I did notice on the first page of the schematic, that there is a switch (3664-303). My unit does not have that from what i can tell or it is hidden. I wonder if that is the reverse lock on some models.


----------



## gunrunnerjohn (Nov 10, 2010)

The book does cover multiple models, so I suspect the lockout switch is one of the options from the comments on that page. You might look at the actual board and see if anything is connected to those terminals where the lockout switch connects.


----------



## sjm9911 (Dec 20, 2012)

The switch, on mine is by the rear wheels, up in the engine body a bit.


----------



## rdmtgm (Nov 25, 2011)

I see from your picture that it is not the same transformer as the one I saw on e-bay, as gunrunner said you have an AC transformer. Sorry for the confusion.


----------



## PeeWhy (Nov 18, 2013)

Update: I spoke with Jeff (very nice gentleman and eager to help). Before ordering anything he suggested that i swap the wires on the motor to see if it goes forward now instead of backwards. Sure enough it went forward so we know for sure the E-unit is bad. I plan to place my order with him soon and will see if it resolves the issue.

As for the smoke, i believe the bellow (plastic round thing with a spring behind it) keeps getting stuck so it is not smoking well at all. I removed the round thing and spring, wiped it down and lubricated it but it still felt sticky. Does anyone have any tricks to keep that moving smooth? Plus the smoke stack unit is a pain in the neck to balance while trying to connect the front wheels keeping it all lined up when putting the train back together. Is there a trick to doing that or is every train unique?


----------



## gunrunnerjohn (Nov 10, 2010)

If you clean the piston off totally, it should work, at least for some time.

I never had any particular issue putting the smoke unit back together, I guess my 3rd hand is what tips the balance here.


----------



## PeeWhy (Nov 18, 2013)

Do you lubricate the piston?

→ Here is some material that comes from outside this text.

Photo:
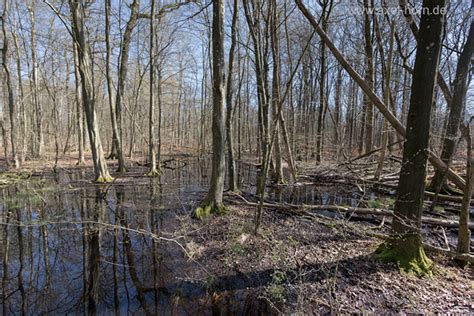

If so, with really thin oil or something else?


----------



## servoguy (Jul 10, 2010)

Don't use thin oil for anything. It will get gummy. Use motor oil. It never gets gummy.


----------



## gunrunnerjohn (Nov 10, 2010)

Don't oil the piston at all. Clean it and the inside of the cylinder and leave it at that. I never oil those.


----------



## stlouieblues (Dec 22, 2013)

*Similar issue*

I have the same engine 8213 Rio Grande and it wasn't working when I setup my layout this year. Light would come one and smoker works. Took it apart and tested the motor and worked fine going around the e unit. I also confirmed current going to e unit too. I did notice that the foam on the back of the e unit was breaking down so I took electrical tape and applied it to the metal train surfaces surrounding the e unit.I ordered a new e unit but before receiving and installing it in the engine, it began working fine on Xmas day (Santa?). Which was great since the my Grand children were able to see it working. Now a week later it just stopped working again. Any thoughts? I'll replace the e unit and see what happens.


----------



## PeeWhy (Nov 18, 2013)

Sorry for the late response. Long story short, replaced my E-Unit and my smoke unit and now i have a fully functional train again! I also purchased the rubber band for the wheel as well.


----------